Tuesday, July 27, 2010

The Bike Report (2/5): "Still Riding in the Rain"


Part 2 of 5


Okay, June is not summer until the solstice, right? Until it's nearly over.  I got that.  Anything before the 21st you're still taking your chances with Spring and her whimsies.

But July? 

What's more summer than July? 

Even if the unwary cyclist were to plan a route along the outer skirts of a temperate rain forest, summer still comes in July.

In July, even the usual pessimistic naming patterns of the Pacific Northwest coast will come off sounding . . . pessimistic, right?



But I precede myself. 

Rewind to sunshine and the promise of a week of warm weather . . .



Day 1 - Summer Cycling, northwest along the Columbia River

A beautiful afternoon pedalling toward the coast on Hwy 30.  Warm wind soft on bare legs and arms.  The nostalgic smell of summer.

Unlike our ride at the first of June, this time the bike trip to Astoria and the Pacific coast will be pure getaway.  No Biking Friends (lovely though they are).  No grandparents (dear as they are).  No motorized vehicle carrying campstoves (and by logical extension, no ambitious meal plans). 

Just five panniers and five pedalers and a new route out to Astoria before we complete the loop with the usual route coming home that we left undone when Middlest turfed it a month ago.

(if you're interested in the actual route map . . .)

We left our town in the afternoon after a birthday lunch for Fritz' mother.  Shedding responsibilities, loosing anxieties like streamers behind us, more and more (or less and less?) every quarter mile that we pedalled into the soft douceur of summer air.  

A relatively easy ride ahead of us - just 45 level miles and one hard hill by nightfall.  The girls took off at speed with Eldest's boyfriend who came along "just so he can fit in a training ride before the STP" later in the month (Right.  Of course that was his only reason).  Fritz and YoungSon and I followed at a more stately pace but we all met up at the foot of Rainier Hill.  One hard hill.
 

It's so impossible to back up a hill brag with pictures.  Maybe you could just take my word for it. 



Not quite halfway up I had to stop.  I wish I were stronger, younger, lighter, but I do love how intensely detailed and present the grass is along the roadway, swaying its heavy seed head in the breeze as if it were carrying out the secret and essential rituals of life (which it is), when I have to stop to breathe down deep lungsful.  And the way sugars taste when the blood drops low, the bliss of a honey stick, sending pleasure sensors into a tizzy, the shudder of relief and even bliss when the sugar hits your tongue swallowing down tiny fruit-shaped fruit snacks.  Like some wonder drug that only works at the altitude of a hard climb up.


"All I have to do is climb this booger of a hill, right?" I asked Fritz when he swung back down to check on me at my third stopping place.  "And then tomorrow is an easy day?"

We stood and looked out over the valley of the Columbia River, hands on hips, breathing deep, breeze drying our faces and shirts, lifting damp hair from my forehead.



"Tomorrow's long. 75 miles.

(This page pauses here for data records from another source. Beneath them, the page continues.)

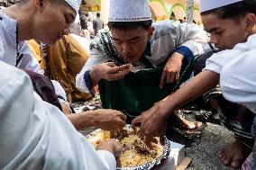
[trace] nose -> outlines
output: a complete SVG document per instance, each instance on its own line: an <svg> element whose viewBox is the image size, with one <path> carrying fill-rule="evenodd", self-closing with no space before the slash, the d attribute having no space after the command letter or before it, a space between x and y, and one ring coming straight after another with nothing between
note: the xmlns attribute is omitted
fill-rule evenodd
<svg viewBox="0 0 256 170"><path fill-rule="evenodd" d="M209 40L209 42L210 42L210 43L213 43L213 44L217 44L218 40L217 40L216 36L210 35L210 40Z"/></svg>
<svg viewBox="0 0 256 170"><path fill-rule="evenodd" d="M69 33L69 28L63 30L63 35L68 35Z"/></svg>
<svg viewBox="0 0 256 170"><path fill-rule="evenodd" d="M123 43L122 44L122 52L123 54L129 54L131 51L130 45L128 43Z"/></svg>

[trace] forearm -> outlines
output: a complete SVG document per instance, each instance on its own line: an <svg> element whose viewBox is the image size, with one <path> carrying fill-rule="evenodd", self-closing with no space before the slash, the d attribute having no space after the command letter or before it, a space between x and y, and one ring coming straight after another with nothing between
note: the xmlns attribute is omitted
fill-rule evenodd
<svg viewBox="0 0 256 170"><path fill-rule="evenodd" d="M188 102L215 87L218 83L218 74L208 70L202 71L174 94L170 94L166 100L160 102L160 104L163 104L165 107L164 110L166 112L164 112L164 114L169 115Z"/></svg>
<svg viewBox="0 0 256 170"><path fill-rule="evenodd" d="M96 127L94 111L83 112L80 113L66 114L77 130L84 130L89 127Z"/></svg>
<svg viewBox="0 0 256 170"><path fill-rule="evenodd" d="M91 69L89 76L91 79L92 87L95 87L98 84L98 82L103 78L101 70L97 66L96 66L93 69Z"/></svg>

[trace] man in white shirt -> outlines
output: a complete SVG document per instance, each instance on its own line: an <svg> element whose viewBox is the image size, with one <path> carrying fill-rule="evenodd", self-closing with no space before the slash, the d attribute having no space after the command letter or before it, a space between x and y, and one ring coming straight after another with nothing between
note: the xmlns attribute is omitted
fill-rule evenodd
<svg viewBox="0 0 256 170"><path fill-rule="evenodd" d="M0 61L0 169L115 170L123 148L96 150L55 106L33 92L24 72Z"/></svg>
<svg viewBox="0 0 256 170"><path fill-rule="evenodd" d="M79 6L78 0L24 0L0 11L0 58L18 66L23 40L54 44ZM35 94L25 73L2 61L0 67L0 169L116 168L119 143L104 142L97 149L105 151L96 152L57 107Z"/></svg>
<svg viewBox="0 0 256 170"><path fill-rule="evenodd" d="M211 42L215 43L215 47L220 49L231 49L236 44L246 42L248 40L252 43L256 33L255 1L202 0L200 8L205 30L211 34ZM233 11L236 13L233 13ZM242 49L239 53L245 52L243 49ZM155 104L142 116L133 120L133 126L142 123L141 137L145 138L149 145L153 135L162 139L166 130L166 120L169 114L187 102L215 87L219 84L223 67L238 55L233 54L232 50L225 50L213 55L200 74L165 101ZM230 165L233 168L241 167L251 151L246 148L241 142L235 141L227 150L220 152L220 159L224 165Z"/></svg>

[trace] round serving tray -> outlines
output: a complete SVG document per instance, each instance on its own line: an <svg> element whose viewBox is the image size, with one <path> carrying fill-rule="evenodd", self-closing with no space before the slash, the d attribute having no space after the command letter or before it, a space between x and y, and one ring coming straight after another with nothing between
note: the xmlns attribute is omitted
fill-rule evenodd
<svg viewBox="0 0 256 170"><path fill-rule="evenodd" d="M130 124L125 125L125 129L132 129L132 126ZM95 131L91 132L90 134L87 135L87 139L91 139L95 134L96 134L98 131L100 131L102 130L98 129L96 130ZM165 159L169 157L169 152L170 152L170 141L166 138L165 138L165 145L164 149L162 154L156 159L154 159L153 161L148 162L144 165L141 165L138 166L130 166L130 167L117 167L116 169L118 170L148 170L148 169L151 169L155 165L159 165L160 164L160 161L162 159Z"/></svg>

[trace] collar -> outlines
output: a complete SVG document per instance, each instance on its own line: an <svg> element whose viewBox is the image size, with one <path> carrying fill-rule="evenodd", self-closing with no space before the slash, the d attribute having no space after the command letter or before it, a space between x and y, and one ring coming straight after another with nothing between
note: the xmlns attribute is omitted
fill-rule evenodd
<svg viewBox="0 0 256 170"><path fill-rule="evenodd" d="M146 57L151 57L151 40L148 40L147 46L144 51L144 54Z"/></svg>
<svg viewBox="0 0 256 170"><path fill-rule="evenodd" d="M16 25L17 21L11 18L7 14L4 13L3 10L0 10L0 17L2 18L1 22L3 26L7 30L9 35L11 36L12 41L14 45L16 45Z"/></svg>

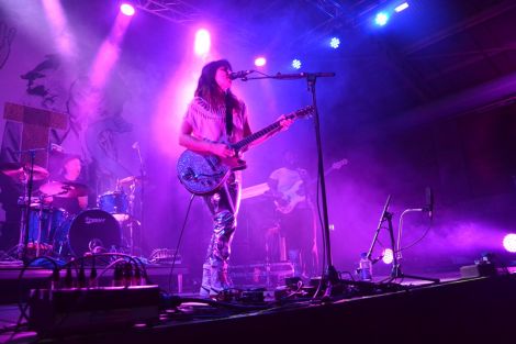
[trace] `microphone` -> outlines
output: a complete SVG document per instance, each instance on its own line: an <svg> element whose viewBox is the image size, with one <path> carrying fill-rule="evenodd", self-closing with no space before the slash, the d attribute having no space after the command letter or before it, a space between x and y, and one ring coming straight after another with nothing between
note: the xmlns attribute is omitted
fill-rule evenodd
<svg viewBox="0 0 516 344"><path fill-rule="evenodd" d="M65 148L63 148L58 144L51 143L51 152L65 153Z"/></svg>
<svg viewBox="0 0 516 344"><path fill-rule="evenodd" d="M428 211L428 217L431 219L434 215L434 193L431 192L431 188L427 187L425 189L425 198L426 198L426 210Z"/></svg>
<svg viewBox="0 0 516 344"><path fill-rule="evenodd" d="M247 77L249 74L251 74L255 70L239 70L239 71L232 71L229 73L229 79L235 80L235 79L244 79Z"/></svg>

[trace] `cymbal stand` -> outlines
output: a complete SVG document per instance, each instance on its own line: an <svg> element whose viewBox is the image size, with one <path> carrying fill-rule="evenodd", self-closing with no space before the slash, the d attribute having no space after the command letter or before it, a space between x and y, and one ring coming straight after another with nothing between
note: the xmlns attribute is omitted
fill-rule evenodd
<svg viewBox="0 0 516 344"><path fill-rule="evenodd" d="M21 259L23 263L27 263L27 251L29 251L29 231L31 229L31 201L32 201L32 189L34 186L34 159L36 157L36 149L29 149L27 151L31 156L31 168L29 170L29 179L26 180L26 199L24 198L24 209L25 209L25 223L24 223L24 232L23 232L23 244L22 244L22 252L21 252ZM24 170L26 176L26 171ZM40 234L41 235L41 234Z"/></svg>
<svg viewBox="0 0 516 344"><path fill-rule="evenodd" d="M128 193L128 213L130 213L130 221L127 223L128 230L130 230L130 253L131 255L134 255L134 199L135 199L135 190L136 190L136 181L133 180L133 182L128 187L130 193Z"/></svg>

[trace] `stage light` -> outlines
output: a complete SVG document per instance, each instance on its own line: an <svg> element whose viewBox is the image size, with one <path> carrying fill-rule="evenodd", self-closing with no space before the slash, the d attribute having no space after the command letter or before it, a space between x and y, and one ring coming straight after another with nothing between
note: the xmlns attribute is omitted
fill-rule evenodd
<svg viewBox="0 0 516 344"><path fill-rule="evenodd" d="M292 60L292 67L294 67L295 69L300 69L301 68L301 60L299 60L298 58L293 59Z"/></svg>
<svg viewBox="0 0 516 344"><path fill-rule="evenodd" d="M134 15L134 7L131 4L131 3L127 3L127 2L123 2L121 5L120 5L120 11L122 13L124 13L125 15Z"/></svg>
<svg viewBox="0 0 516 344"><path fill-rule="evenodd" d="M400 13L401 11L406 10L406 9L408 9L408 2L403 2L402 4L394 8L394 11Z"/></svg>
<svg viewBox="0 0 516 344"><path fill-rule="evenodd" d="M382 256L382 262L385 264L392 264L392 262L394 260L394 255L391 248L383 249Z"/></svg>
<svg viewBox="0 0 516 344"><path fill-rule="evenodd" d="M263 67L267 64L267 59L263 56L257 57L255 59L255 66Z"/></svg>
<svg viewBox="0 0 516 344"><path fill-rule="evenodd" d="M194 51L198 56L205 56L210 52L211 38L210 32L205 29L200 29L195 33Z"/></svg>
<svg viewBox="0 0 516 344"><path fill-rule="evenodd" d="M383 26L389 22L389 14L386 12L379 12L374 16L374 23L379 26Z"/></svg>
<svg viewBox="0 0 516 344"><path fill-rule="evenodd" d="M511 233L504 236L504 248L511 253L516 253L516 234Z"/></svg>
<svg viewBox="0 0 516 344"><path fill-rule="evenodd" d="M336 49L338 48L339 45L340 45L340 40L338 37L332 37L332 40L329 41L329 46Z"/></svg>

But yeah, should be pretty easy."

Pleasant words to ride along with as afternoon crescendoed and diminuendoed into evening and we left behind the highway's wide bike lane and its constant roar of traffic for the quiet of Alton-Mayger dipsy-doodles, ups and downs through dappled shade.  No shoulder but also -  next to no traffic. 

Eldest's friend turned back to make his way home before dark.  And then it was just us.  Just our family.  A long lush glide down a particularly lovely shaded hill into the golden light above a drying field of grain, warmth beneath the breeze in the last lengthening sunlight caressing arms and legs as we rounded the curve.  "What a great hill!" 

"Wasn't it?"

The girls sang the bikely version of "Livin' on a Prayer" - i.e. "Climbin' up a Hill"  (whoa oh! more than halfway there . . .) as we climbed up and sailed down past low ranch-style farmhouses tucked beneath their trees, tidy gardens, old churches, enigmatic signs


abandoned stores,



and one canny survivor (in tiny Quincy) offering nearly every essential to the life worth living.



And with every pump of the pedal the refrain . . . the hard hill done and an easy day tomorrow . . . a pleasant thought to sing in my ear while riding on the ridge above a small rivery valley, while the setting sun shines through a golden haze of someone's sweet-smelling burn pile, picking out the silvery tracks of meandering streams, while staring back into the innocent eyes of white-faced cattle.  A pleasant thought, this easy ride tomorrow, so pleasant I keep it purring in my mind as we wheel into shelter. And as for shelter in Clatskanie, we are spoiled for choice: the Swiss-style charm of the quirky Bike Inn we discovered at the edge of town




(and which we'll have to try another time), or the exceptionally clean Clatskanie River Inn motel with its hot shower (that pleasure unmatched of hot water drubbing down on tired muscles, washing off road grit and crusty sweat) and saltwater pool - where we have already made reservations. 

The hard hill done and an easy ride tomorrow . . . a pleasant thought for the mind to float in while the body back-floats in a soothing not-too-warm, not-too-cool pool, lazily free-styling through greenish gold saltwater.

A pleasant thought to bubble at the back of the brain during a final poaching in the saltwater hot tub, dreaming pictures into the green-gray and black stone tiles around the edge.

A pleasant thought to tuck your dreams into while snuggling into welcome bed. 


1 comment:

suzanne said...

"Intensely detailed and present." Yummy.